According to state reports, the Bayannur patient is in quarantine and in a stable condition. A second suspected case involving a 15-year-old girl is currently being investigated. While it remains unclear how either patient contracted the disease, the young girl is said to have been in contact with a marmot (pictured), a species of giant squirrel.
Once the world’s most feared disease, bubonic plague is easily treated nowadays using antibiotics. Nevertheless, the herdsman’s diagnosis will cause concern given the impact of the ongoing COVID-19 pandemic globally.

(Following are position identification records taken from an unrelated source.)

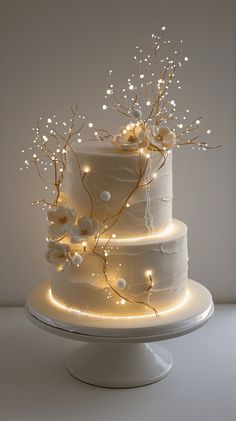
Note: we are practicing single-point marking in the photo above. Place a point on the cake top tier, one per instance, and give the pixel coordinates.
(129, 193)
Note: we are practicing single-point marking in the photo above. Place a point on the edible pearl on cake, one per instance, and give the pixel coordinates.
(105, 196)
(77, 259)
(121, 283)
(136, 113)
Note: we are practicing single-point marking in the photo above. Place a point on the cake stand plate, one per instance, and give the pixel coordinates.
(118, 352)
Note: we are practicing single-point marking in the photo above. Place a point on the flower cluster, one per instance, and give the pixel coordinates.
(140, 135)
(63, 226)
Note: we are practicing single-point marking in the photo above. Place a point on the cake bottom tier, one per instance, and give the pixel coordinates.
(137, 277)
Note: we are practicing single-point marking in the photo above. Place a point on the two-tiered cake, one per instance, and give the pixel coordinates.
(143, 249)
(111, 237)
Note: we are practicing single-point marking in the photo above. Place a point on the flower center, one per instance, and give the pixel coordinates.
(132, 138)
(84, 232)
(62, 220)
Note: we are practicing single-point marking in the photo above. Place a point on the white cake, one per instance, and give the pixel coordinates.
(146, 258)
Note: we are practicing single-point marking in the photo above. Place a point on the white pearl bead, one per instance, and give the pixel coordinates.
(121, 283)
(77, 259)
(105, 196)
(137, 113)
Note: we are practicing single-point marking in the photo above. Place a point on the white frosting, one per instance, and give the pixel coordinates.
(164, 255)
(116, 172)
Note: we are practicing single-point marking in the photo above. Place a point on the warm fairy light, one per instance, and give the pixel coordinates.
(148, 273)
(171, 228)
(86, 170)
(161, 313)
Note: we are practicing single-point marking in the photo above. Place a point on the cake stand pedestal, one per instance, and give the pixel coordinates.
(118, 353)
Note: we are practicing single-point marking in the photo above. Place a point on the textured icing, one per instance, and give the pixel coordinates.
(116, 172)
(165, 254)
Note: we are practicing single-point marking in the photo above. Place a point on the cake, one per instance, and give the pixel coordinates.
(115, 249)
(146, 246)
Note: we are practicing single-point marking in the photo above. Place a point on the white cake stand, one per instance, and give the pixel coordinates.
(118, 352)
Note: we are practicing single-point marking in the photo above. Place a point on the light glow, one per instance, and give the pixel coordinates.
(98, 316)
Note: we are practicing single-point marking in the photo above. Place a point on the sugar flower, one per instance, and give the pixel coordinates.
(162, 138)
(132, 137)
(61, 219)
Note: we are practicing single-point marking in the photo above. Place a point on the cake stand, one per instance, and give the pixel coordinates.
(118, 352)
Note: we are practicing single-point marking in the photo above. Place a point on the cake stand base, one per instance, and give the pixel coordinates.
(119, 365)
(118, 353)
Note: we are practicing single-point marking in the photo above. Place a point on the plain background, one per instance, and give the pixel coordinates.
(56, 53)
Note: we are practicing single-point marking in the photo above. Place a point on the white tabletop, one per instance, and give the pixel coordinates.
(35, 386)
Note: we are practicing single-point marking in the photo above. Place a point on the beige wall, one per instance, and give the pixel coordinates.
(56, 53)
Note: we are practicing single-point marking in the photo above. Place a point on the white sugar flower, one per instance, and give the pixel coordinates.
(61, 219)
(162, 138)
(86, 227)
(77, 259)
(132, 137)
(57, 254)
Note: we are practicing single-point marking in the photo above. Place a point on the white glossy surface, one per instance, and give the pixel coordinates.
(35, 385)
(110, 169)
(195, 309)
(165, 255)
(120, 365)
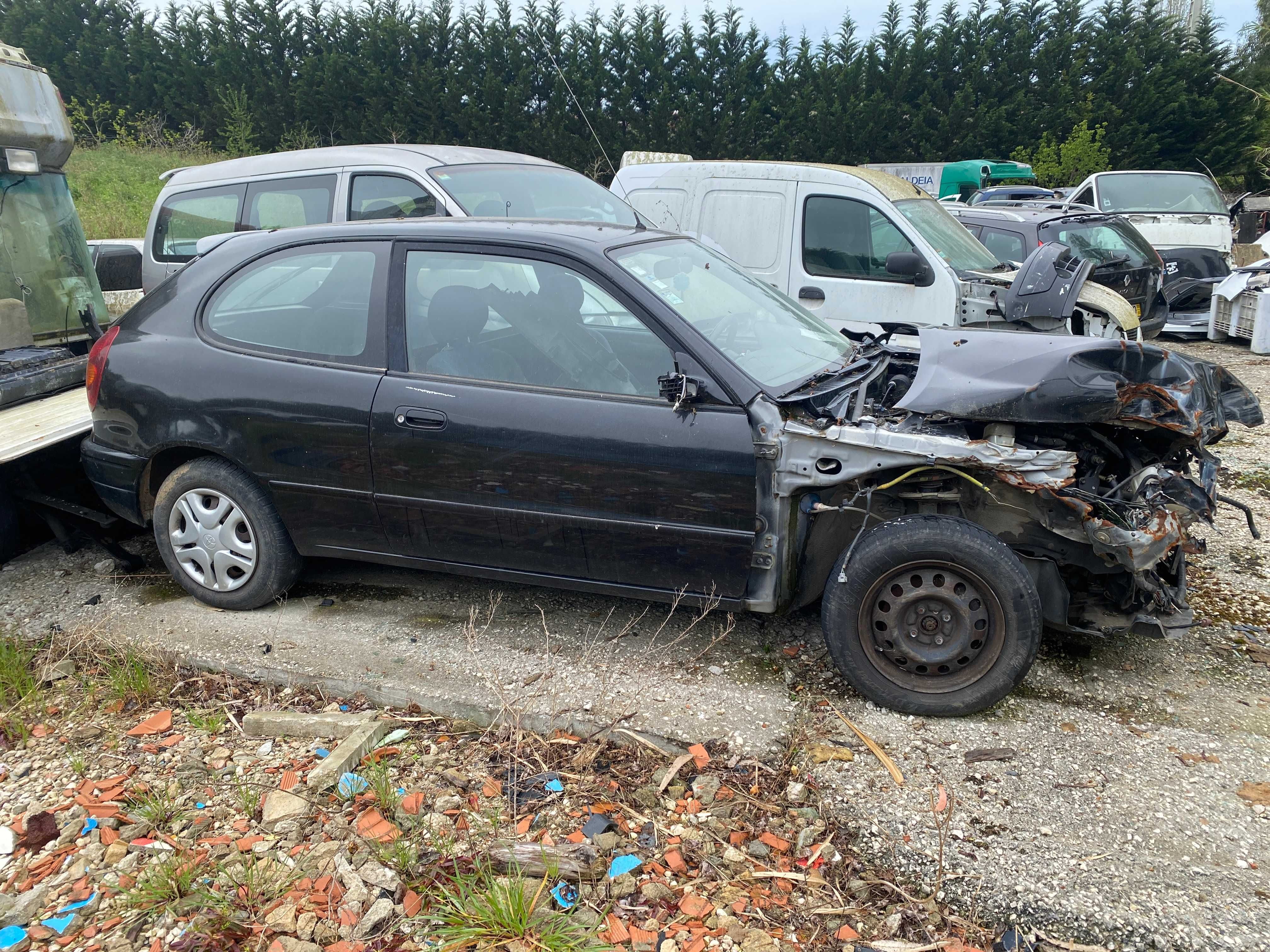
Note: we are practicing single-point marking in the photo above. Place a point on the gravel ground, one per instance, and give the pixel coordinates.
(1116, 820)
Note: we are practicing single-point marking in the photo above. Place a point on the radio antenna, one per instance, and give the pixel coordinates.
(581, 111)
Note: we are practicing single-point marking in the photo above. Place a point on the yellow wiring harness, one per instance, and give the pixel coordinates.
(945, 469)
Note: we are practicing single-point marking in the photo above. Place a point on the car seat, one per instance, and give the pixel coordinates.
(458, 315)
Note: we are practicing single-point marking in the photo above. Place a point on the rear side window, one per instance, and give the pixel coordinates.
(118, 268)
(1006, 246)
(318, 301)
(188, 216)
(848, 239)
(286, 204)
(388, 197)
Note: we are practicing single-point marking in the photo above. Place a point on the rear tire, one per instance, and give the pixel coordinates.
(221, 537)
(938, 617)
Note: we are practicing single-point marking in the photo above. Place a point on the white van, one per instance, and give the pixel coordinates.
(861, 248)
(355, 183)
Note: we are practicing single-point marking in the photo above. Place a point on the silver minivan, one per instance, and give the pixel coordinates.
(356, 183)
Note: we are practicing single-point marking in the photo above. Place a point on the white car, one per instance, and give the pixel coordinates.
(863, 249)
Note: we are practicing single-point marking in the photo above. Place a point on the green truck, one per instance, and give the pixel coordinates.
(958, 179)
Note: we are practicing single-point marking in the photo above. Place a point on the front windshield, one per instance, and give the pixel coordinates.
(1160, 192)
(949, 238)
(531, 192)
(1101, 242)
(46, 275)
(766, 334)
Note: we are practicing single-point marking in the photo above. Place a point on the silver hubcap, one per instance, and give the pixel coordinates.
(213, 540)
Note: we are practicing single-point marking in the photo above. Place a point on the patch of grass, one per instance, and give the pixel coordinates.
(158, 808)
(129, 677)
(256, 884)
(18, 685)
(246, 798)
(380, 779)
(115, 187)
(481, 910)
(173, 885)
(209, 722)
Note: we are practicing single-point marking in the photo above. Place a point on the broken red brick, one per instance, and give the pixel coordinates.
(157, 723)
(775, 842)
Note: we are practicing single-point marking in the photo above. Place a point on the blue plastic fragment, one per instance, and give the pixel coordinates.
(73, 907)
(351, 785)
(59, 925)
(566, 894)
(623, 864)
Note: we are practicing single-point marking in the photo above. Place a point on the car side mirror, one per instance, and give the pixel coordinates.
(910, 264)
(680, 389)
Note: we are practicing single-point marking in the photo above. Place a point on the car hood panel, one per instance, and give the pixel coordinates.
(1003, 376)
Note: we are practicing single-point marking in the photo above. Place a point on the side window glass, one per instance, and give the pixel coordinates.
(286, 204)
(1006, 246)
(513, 320)
(388, 197)
(190, 216)
(118, 268)
(849, 239)
(313, 301)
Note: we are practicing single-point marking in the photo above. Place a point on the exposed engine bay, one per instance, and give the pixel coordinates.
(1091, 459)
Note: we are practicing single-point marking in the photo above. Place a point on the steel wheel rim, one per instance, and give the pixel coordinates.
(931, 626)
(213, 540)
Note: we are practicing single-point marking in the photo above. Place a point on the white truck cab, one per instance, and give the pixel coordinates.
(856, 247)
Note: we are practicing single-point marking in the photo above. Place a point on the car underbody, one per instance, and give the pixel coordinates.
(1090, 459)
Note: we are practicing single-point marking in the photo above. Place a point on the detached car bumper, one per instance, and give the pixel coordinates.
(116, 477)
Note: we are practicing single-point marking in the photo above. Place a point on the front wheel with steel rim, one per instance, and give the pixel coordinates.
(220, 536)
(936, 617)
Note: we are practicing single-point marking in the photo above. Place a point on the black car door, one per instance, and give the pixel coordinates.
(298, 349)
(524, 432)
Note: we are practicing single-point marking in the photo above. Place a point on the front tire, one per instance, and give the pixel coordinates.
(221, 539)
(936, 617)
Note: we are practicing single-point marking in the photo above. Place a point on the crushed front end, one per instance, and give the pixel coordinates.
(1091, 459)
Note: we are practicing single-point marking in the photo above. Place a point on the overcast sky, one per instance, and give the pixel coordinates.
(818, 17)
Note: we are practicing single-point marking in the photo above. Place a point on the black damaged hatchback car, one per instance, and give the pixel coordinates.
(614, 409)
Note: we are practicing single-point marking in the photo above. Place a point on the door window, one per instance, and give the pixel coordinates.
(388, 197)
(286, 204)
(516, 320)
(118, 268)
(315, 301)
(848, 239)
(1006, 246)
(190, 216)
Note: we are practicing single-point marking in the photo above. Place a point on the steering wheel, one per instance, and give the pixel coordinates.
(731, 326)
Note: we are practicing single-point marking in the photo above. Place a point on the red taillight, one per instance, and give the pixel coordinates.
(97, 366)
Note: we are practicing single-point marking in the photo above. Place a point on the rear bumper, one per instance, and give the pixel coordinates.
(116, 477)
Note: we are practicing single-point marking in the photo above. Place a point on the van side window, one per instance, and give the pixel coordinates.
(1006, 246)
(848, 239)
(388, 197)
(285, 204)
(315, 301)
(118, 268)
(190, 216)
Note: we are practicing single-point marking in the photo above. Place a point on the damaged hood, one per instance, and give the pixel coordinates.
(1010, 377)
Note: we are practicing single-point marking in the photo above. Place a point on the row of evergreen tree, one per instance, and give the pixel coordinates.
(926, 86)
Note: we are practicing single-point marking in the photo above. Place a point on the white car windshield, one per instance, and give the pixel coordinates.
(765, 333)
(948, 236)
(531, 192)
(1160, 192)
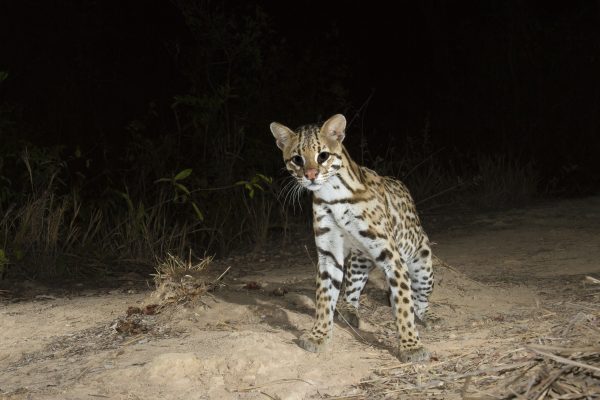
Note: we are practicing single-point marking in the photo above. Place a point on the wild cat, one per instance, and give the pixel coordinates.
(360, 220)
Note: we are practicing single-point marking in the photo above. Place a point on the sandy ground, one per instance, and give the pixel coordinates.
(513, 278)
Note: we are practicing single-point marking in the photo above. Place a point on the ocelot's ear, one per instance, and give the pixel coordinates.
(282, 134)
(334, 128)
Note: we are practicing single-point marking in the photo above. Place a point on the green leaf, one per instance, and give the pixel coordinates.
(199, 214)
(183, 174)
(182, 188)
(3, 258)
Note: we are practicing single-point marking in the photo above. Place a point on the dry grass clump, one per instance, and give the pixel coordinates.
(183, 282)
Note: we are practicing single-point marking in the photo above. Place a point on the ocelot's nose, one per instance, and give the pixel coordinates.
(311, 173)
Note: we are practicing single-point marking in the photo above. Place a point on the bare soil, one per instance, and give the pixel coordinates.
(507, 280)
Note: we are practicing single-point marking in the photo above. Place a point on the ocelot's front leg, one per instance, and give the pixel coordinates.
(388, 259)
(330, 273)
(357, 268)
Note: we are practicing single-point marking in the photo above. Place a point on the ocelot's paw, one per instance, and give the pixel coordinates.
(413, 355)
(349, 316)
(313, 343)
(429, 320)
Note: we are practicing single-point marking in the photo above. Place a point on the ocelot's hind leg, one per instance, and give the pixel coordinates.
(356, 274)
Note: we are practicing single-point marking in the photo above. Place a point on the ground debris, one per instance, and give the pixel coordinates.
(564, 364)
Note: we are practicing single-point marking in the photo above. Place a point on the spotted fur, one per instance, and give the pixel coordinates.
(361, 220)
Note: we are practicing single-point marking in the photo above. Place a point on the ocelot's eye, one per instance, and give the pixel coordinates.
(298, 160)
(322, 157)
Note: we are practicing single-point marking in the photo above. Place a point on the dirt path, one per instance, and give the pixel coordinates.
(514, 277)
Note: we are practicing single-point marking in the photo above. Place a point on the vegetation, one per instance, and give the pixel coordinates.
(202, 173)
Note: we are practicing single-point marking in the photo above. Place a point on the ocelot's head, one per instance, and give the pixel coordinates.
(312, 153)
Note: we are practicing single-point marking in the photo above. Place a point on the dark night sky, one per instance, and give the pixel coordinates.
(486, 76)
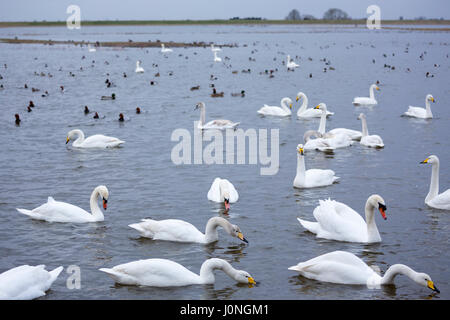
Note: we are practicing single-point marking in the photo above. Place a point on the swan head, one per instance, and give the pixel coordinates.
(378, 202)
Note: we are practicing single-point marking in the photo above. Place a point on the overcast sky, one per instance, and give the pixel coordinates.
(53, 10)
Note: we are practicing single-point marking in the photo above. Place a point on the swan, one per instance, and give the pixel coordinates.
(167, 273)
(434, 199)
(223, 190)
(364, 101)
(139, 69)
(284, 111)
(213, 124)
(95, 141)
(56, 211)
(337, 221)
(343, 267)
(422, 113)
(313, 177)
(352, 134)
(374, 140)
(304, 112)
(182, 231)
(291, 64)
(164, 49)
(26, 282)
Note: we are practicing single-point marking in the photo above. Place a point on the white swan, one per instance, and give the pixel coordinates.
(422, 113)
(164, 49)
(313, 177)
(284, 111)
(182, 231)
(290, 63)
(337, 221)
(367, 101)
(167, 273)
(434, 199)
(223, 191)
(213, 124)
(343, 267)
(352, 134)
(373, 141)
(26, 282)
(95, 141)
(139, 69)
(305, 112)
(56, 211)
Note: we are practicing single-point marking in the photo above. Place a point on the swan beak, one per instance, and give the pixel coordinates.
(241, 237)
(431, 285)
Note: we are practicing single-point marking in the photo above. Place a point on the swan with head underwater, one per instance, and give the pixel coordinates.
(367, 101)
(343, 267)
(421, 113)
(313, 177)
(220, 124)
(284, 111)
(337, 221)
(433, 198)
(304, 111)
(95, 141)
(182, 231)
(167, 273)
(56, 211)
(27, 282)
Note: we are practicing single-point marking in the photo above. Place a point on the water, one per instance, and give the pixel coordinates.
(143, 181)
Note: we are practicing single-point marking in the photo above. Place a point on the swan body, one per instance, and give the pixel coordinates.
(337, 221)
(343, 267)
(373, 141)
(56, 211)
(422, 113)
(95, 141)
(305, 112)
(139, 69)
(220, 124)
(434, 199)
(367, 101)
(313, 177)
(182, 231)
(167, 273)
(26, 282)
(284, 111)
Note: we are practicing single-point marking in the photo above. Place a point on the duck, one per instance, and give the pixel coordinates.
(343, 267)
(167, 273)
(311, 178)
(57, 211)
(182, 231)
(27, 282)
(433, 198)
(95, 141)
(337, 221)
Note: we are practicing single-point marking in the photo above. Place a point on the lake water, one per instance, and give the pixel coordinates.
(144, 182)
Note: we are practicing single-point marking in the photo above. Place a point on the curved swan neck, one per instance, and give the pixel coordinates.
(206, 271)
(395, 270)
(95, 210)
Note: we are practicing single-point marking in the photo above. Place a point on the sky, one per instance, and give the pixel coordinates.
(55, 10)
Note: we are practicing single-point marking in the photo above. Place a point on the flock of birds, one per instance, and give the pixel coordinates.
(333, 220)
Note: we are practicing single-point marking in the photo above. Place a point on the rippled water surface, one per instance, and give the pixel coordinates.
(144, 182)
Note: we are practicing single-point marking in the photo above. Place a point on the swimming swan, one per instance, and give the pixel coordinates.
(182, 231)
(167, 273)
(56, 211)
(313, 177)
(434, 199)
(337, 221)
(26, 282)
(95, 141)
(343, 267)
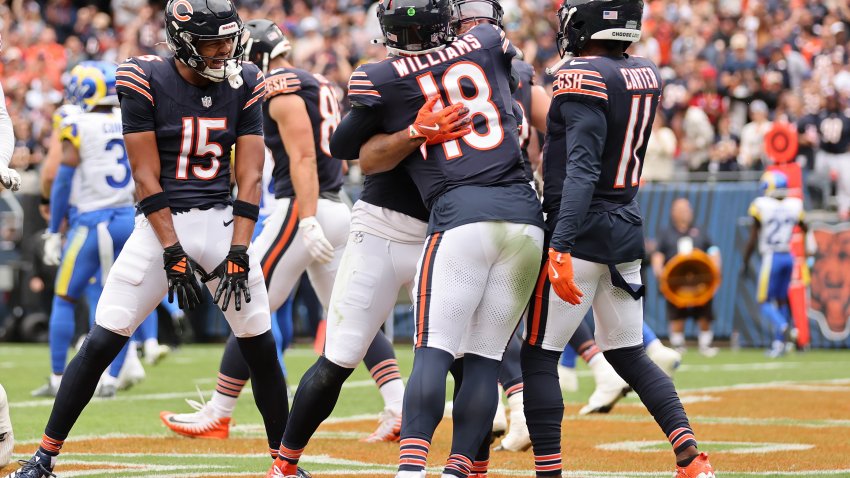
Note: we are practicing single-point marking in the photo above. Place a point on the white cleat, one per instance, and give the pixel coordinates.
(610, 388)
(667, 359)
(7, 440)
(518, 438)
(389, 427)
(500, 420)
(568, 378)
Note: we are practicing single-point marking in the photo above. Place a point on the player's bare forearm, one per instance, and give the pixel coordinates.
(144, 163)
(384, 152)
(296, 131)
(248, 170)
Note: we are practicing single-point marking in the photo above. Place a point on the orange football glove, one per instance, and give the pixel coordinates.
(440, 126)
(561, 277)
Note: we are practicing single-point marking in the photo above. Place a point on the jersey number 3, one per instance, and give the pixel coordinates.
(196, 144)
(479, 104)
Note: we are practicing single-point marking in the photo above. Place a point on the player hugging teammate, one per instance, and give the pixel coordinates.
(437, 131)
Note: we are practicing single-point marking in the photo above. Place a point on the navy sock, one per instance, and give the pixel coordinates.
(79, 383)
(269, 386)
(656, 391)
(314, 401)
(544, 407)
(423, 406)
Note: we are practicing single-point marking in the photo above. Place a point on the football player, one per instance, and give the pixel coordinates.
(9, 178)
(601, 116)
(469, 299)
(181, 116)
(775, 215)
(307, 229)
(93, 189)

Bubonic plague is caused by Yersinia pestis bacteria that live in some animals (mainly rodents) and their fleas.
As a result of the bubonic plague discovery, a level 3 alert, which bans the hunting and eating of animals that could carry the disease, has been implemented until the end of the year.
It is worth noting that these new cases are nothing out of the ordinary. From 2010 to 2015, 3,248 cases of bubonic plague were reported worldwide, including 584 deaths.
Speaking about the recent bubonic plague outbreak in China, Dr Matthew Dryden, consultant microbiologist at the University of Southampton in the UK, told BBS News: “It is good that this has been picked up and reported at an early stage because it can be isolated, treated and spread prevented.
“Bubonic plague is caused by a bacterium and so, unlike Covid-19, is readily treated with antibiotics. So although this might appear alarming, being another major infectious disease emerging from the East, it appears to be a single suspected case which can be readily treated.”